Tepper peeled back his jacket to expose his .45. “Like I was saying.”
52
SHAVANO PARK, TEXAS
The roar of motorcycle engines drew Cort Wesley from inside the house, along with the Shavano Park detectives who’d been interrogating him, reaching for their guns as well.
Cort Wesley stopped just behind Caitlin and Captain Tepper. “Armand Fisker and friends, no doubt,” he said, smelling of the ash and char leftover from the fires started by the Molotov cocktails inside the house.
“You visited his home, Cort Wesley. I guess he’s returning the favor.”
Shavano Park police officers had confiscated their firearms, along with the Remington twelve-gauge, as evidence. Caitlin had backups inside her SUV parked in the driveway, but didn’t figure the local cops would take kindly to the notion of her getting into a second gunfight in the same night. But she and Cort Wesley moved toward the street anyway, watching the convoy stop on a dime, the bikers making no effort to disguise either the long guns they were wielding or pistols holstered to their belts.
A passenger door on the lead truck opened, and Armand Fisker dropped out, instantly in motion and shadowed by a good portion of the army that had accompanied him here.
“Where’s my son?” he cried out, steam blown from his mouth with the words that split the stone-cold silence of the night. “Where the fuck’s my son? You hear me over there? I want my son’s body!”
Captain Tepper cast Caitlin and Cort Wesley a gaze lodged somewhere between a scowl and a frown. “Two of you better hang back to keep this from going to guns.”
Caitlin ran her eyes across the lawn, taking note of cops both exposed and having taken cover behind anything they could find, all with pistols drawn and ready. Twenty guns at most, maybe, against as many as sixty. And pistols versus assault rifles to boot, for the most part. But there were three other Rangers on scene now, in addition to her and the captain, which provided some cause for hope if things turned bad.
She watched Tepper move through the assembled officers from various law enforcement bodies and stop fifteen feet from Armand Fisker in the spill of the headlights streaming from both trucks and motorcycles.
“Mr. Fisker, I’m Captain D. W. Tepper of the Texas
Rangers and I’m mighty sorry for your loss.”

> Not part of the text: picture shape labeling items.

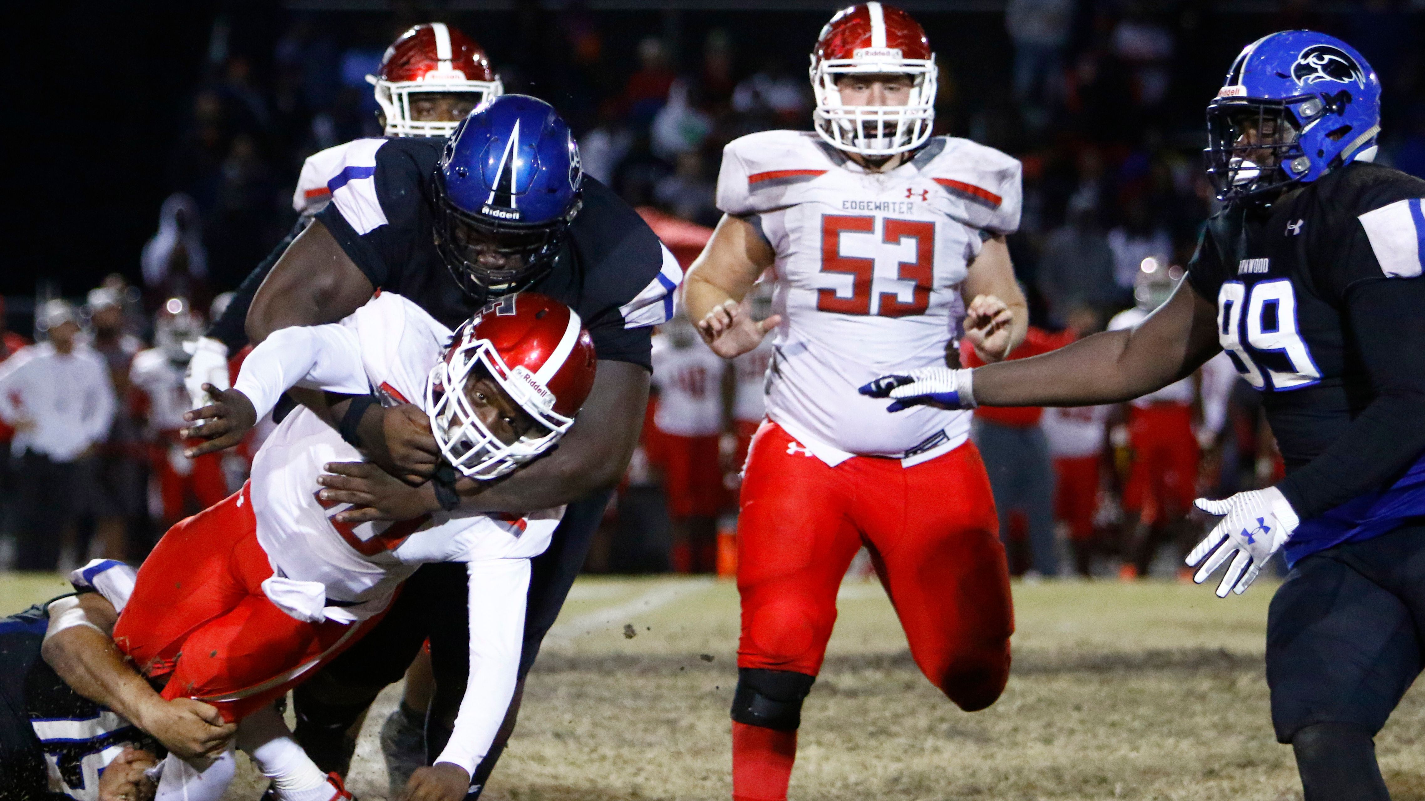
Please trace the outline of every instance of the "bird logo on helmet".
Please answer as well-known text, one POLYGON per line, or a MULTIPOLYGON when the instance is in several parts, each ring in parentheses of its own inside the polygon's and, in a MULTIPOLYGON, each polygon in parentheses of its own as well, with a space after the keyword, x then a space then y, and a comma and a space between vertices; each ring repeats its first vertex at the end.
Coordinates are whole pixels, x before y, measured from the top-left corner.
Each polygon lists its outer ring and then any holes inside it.
POLYGON ((901 9, 858 3, 836 11, 811 53, 817 132, 834 148, 891 157, 919 148, 935 125, 939 70, 925 30, 901 9), (905 105, 842 105, 841 75, 909 75, 905 105))
POLYGON ((416 120, 410 102, 420 94, 469 94, 475 105, 504 94, 484 50, 445 23, 415 26, 380 57, 366 81, 376 87, 376 105, 388 137, 447 137, 459 121, 416 120))
POLYGON ((569 431, 594 386, 594 343, 579 314, 559 300, 522 292, 490 303, 456 329, 426 380, 426 408, 440 454, 476 479, 499 478, 549 452, 569 431), (489 380, 529 415, 499 433, 472 403, 489 380))
POLYGON ((1248 44, 1207 104, 1207 174, 1220 201, 1274 199, 1352 161, 1372 161, 1381 83, 1349 44, 1278 31, 1248 44))
POLYGON ((580 209, 579 144, 554 107, 522 94, 475 110, 436 169, 436 249, 469 295, 544 276, 580 209))

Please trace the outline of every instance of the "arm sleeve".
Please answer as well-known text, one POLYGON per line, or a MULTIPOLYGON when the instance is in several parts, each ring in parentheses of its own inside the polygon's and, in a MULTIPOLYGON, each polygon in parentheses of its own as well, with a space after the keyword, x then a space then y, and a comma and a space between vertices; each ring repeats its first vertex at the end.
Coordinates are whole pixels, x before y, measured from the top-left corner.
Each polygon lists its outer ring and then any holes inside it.
POLYGON ((466 565, 470 593, 470 679, 455 731, 437 763, 475 775, 514 699, 524 642, 529 559, 486 559, 466 565))
POLYGON ((1357 282, 1347 316, 1377 397, 1280 485, 1302 519, 1399 477, 1425 452, 1425 277, 1357 282))
POLYGON ((306 230, 309 222, 311 218, 296 221, 286 238, 278 242, 266 259, 262 259, 256 269, 248 273, 248 277, 242 279, 232 296, 232 303, 228 303, 222 316, 208 326, 208 336, 228 346, 228 353, 237 353, 248 344, 248 309, 252 306, 252 297, 272 267, 276 266, 276 260, 282 258, 282 253, 286 253, 286 246, 296 239, 298 233, 306 230))
POLYGON ((232 388, 248 396, 261 420, 272 411, 282 393, 295 386, 348 396, 368 394, 370 383, 356 334, 336 323, 272 331, 242 361, 232 388))

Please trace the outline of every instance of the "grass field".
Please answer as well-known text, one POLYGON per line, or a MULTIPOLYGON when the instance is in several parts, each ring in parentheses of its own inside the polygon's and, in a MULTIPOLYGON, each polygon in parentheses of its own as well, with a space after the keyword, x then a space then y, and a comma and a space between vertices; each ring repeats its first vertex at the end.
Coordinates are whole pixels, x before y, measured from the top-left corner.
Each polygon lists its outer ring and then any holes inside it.
MULTIPOLYGON (((0 599, 14 609, 58 586, 0 578, 0 599)), ((1271 590, 1218 600, 1167 582, 1016 585, 1009 689, 965 714, 916 672, 879 586, 845 585, 791 798, 1300 798, 1267 710, 1271 590)), ((484 798, 728 798, 735 642, 730 583, 580 580, 484 798)), ((353 764, 365 801, 388 795, 375 731, 395 697, 373 710, 353 764)), ((1377 740, 1396 801, 1425 801, 1422 738, 1412 693, 1377 740)), ((259 792, 245 771, 229 798, 259 792)))

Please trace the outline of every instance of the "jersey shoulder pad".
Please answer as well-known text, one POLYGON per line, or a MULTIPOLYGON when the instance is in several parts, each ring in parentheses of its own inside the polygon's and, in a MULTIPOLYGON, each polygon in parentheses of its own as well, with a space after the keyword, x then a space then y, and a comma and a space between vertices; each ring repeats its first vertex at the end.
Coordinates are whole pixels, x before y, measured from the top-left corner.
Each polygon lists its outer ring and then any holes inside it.
POLYGON ((952 216, 993 233, 1019 229, 1023 208, 1017 158, 958 137, 936 137, 912 159, 952 201, 952 216))
POLYGON ((815 181, 846 161, 809 131, 761 131, 722 148, 717 208, 750 215, 785 205, 789 189, 815 181))
POLYGON ((426 374, 445 351, 450 329, 393 292, 378 292, 343 324, 355 330, 366 377, 383 401, 423 404, 426 374))
POLYGON ((1124 309, 1123 312, 1114 314, 1112 320, 1109 320, 1107 329, 1110 331, 1131 329, 1133 326, 1141 323, 1144 317, 1147 317, 1147 314, 1144 314, 1141 309, 1137 307, 1124 309))
POLYGON ((1348 208, 1365 229, 1388 277, 1416 277, 1425 266, 1425 181, 1377 164, 1351 165, 1325 208, 1348 208))
POLYGON ((296 189, 292 192, 292 211, 299 215, 315 215, 326 208, 332 199, 326 182, 346 165, 346 151, 356 142, 369 141, 372 139, 352 139, 306 157, 302 172, 296 176, 296 189))

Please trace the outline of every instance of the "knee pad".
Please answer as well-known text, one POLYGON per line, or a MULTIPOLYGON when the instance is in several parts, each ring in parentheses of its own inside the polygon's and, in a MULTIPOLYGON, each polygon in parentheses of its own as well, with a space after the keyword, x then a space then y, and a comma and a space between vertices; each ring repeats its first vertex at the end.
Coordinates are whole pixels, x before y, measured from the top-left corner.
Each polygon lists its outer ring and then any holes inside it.
POLYGON ((815 676, 789 670, 740 667, 732 694, 732 720, 778 731, 801 726, 801 704, 811 691, 815 676))

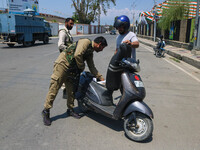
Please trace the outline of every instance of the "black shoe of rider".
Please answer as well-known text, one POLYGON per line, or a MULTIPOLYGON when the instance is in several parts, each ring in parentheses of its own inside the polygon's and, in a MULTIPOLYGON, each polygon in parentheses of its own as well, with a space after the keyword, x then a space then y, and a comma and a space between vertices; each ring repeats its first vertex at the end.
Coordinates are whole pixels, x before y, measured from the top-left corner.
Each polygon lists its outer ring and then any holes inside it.
POLYGON ((50 126, 51 125, 51 120, 50 120, 49 116, 50 116, 49 110, 44 109, 42 111, 42 117, 43 117, 43 123, 46 126, 50 126))
POLYGON ((74 112, 73 109, 67 109, 67 114, 68 114, 69 116, 72 116, 72 117, 76 118, 76 119, 80 119, 80 118, 82 117, 82 116, 79 115, 78 113, 74 112))

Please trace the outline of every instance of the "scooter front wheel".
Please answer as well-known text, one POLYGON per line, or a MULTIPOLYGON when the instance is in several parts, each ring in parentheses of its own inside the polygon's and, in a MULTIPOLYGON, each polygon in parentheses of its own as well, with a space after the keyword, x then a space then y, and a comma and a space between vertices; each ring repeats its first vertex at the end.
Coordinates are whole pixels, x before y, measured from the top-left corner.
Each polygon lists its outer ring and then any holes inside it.
POLYGON ((136 124, 134 120, 130 120, 130 116, 124 120, 124 131, 133 141, 145 141, 152 136, 153 122, 144 114, 136 113, 135 116, 136 124))
POLYGON ((82 101, 78 101, 78 107, 81 109, 82 112, 87 112, 89 109, 82 101))

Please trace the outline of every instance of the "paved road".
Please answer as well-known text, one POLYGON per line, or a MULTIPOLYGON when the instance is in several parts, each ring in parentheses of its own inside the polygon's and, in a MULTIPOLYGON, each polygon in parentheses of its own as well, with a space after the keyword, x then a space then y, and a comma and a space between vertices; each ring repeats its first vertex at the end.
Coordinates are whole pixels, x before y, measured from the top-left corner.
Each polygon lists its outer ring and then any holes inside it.
MULTIPOLYGON (((105 37, 109 46, 95 53, 96 66, 104 76, 116 36, 105 37)), ((199 150, 200 71, 170 56, 156 58, 142 44, 137 57, 145 102, 155 115, 152 139, 133 142, 124 136, 122 121, 92 112, 80 120, 67 117, 61 91, 51 111, 52 125, 44 126, 40 113, 58 55, 57 39, 29 48, 0 45, 1 150, 199 150)))

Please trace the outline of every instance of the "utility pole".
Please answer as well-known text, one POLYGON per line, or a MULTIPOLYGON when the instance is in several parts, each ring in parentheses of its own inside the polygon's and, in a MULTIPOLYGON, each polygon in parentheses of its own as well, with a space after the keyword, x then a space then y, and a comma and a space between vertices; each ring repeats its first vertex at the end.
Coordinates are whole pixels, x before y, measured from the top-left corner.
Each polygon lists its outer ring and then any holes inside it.
POLYGON ((133 9, 133 32, 134 31, 134 24, 135 24, 135 2, 133 2, 133 4, 131 5, 131 9, 133 9))
POLYGON ((156 0, 154 0, 154 42, 156 41, 156 0))
POLYGON ((199 0, 197 0, 196 20, 195 20, 195 31, 194 31, 194 42, 193 49, 197 49, 199 46, 199 0))

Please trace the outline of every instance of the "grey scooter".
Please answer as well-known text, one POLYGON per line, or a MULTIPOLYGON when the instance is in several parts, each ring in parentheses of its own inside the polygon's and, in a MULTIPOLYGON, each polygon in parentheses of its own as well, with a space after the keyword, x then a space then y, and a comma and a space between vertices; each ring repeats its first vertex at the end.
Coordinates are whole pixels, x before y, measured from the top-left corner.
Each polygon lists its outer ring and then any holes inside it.
POLYGON ((139 61, 129 58, 131 48, 122 44, 109 64, 106 86, 93 81, 89 72, 80 76, 76 99, 82 111, 92 110, 109 118, 124 119, 124 131, 134 141, 144 141, 152 136, 153 112, 143 102, 146 92, 139 71, 139 61), (112 93, 121 90, 117 105, 112 93))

“Where’s my son?” Fisker raged, storming forward into the same spill of light that had captured Tepper. “You give me my goddamn son!”
“I’m sorry, sir, I can’t do that. His body’s already been hauled away.”
“Where?”
“That’s a police matter, sir. If you and me can talk, I might be able to—”
“I’m not talking to you, I’m not talking to anybody! If I got something to say, I’ll let my bullets speak for me, until I get my son back.”
Tepper stood there rigidly. “That’s not going to happen right now, much as both of us might want it to. You want, I can take you to him, sir, but it’s got to be just the two of us.”
“Sure, so you can gun me down the way he was gunned down.”
“Sir, he was firing a fully automatic M16. We’ve found two expended magazines we believe came from it, meaning he fired sixty shots before he went down. You want to explain how that makes him a victim here?”
“Who shot him?”
“That’s under investigation.”
“You’re a Texas Ranger, true old-school. So why don’t you just hand over the shooter to me and we’ll call it even?”
Caitlin watched Tepper take off his hat and flap it against his side. The Brylcreem he’d slathered on made his hair appear shiny in the spill of the streetlights, but her angle made him look like a single David facing an army of Goliaths. She thought back to the times of her father and grandfather, wondering how many times they’d found themselves standing up against the kind of crowd Tepper was confronting now.
“Nothing can make this even, sir, after the loss you’ve suffered,” he said, his voice echoing slightly in the still night air. “But that doesn’t mean making it worse is the way to go, either.”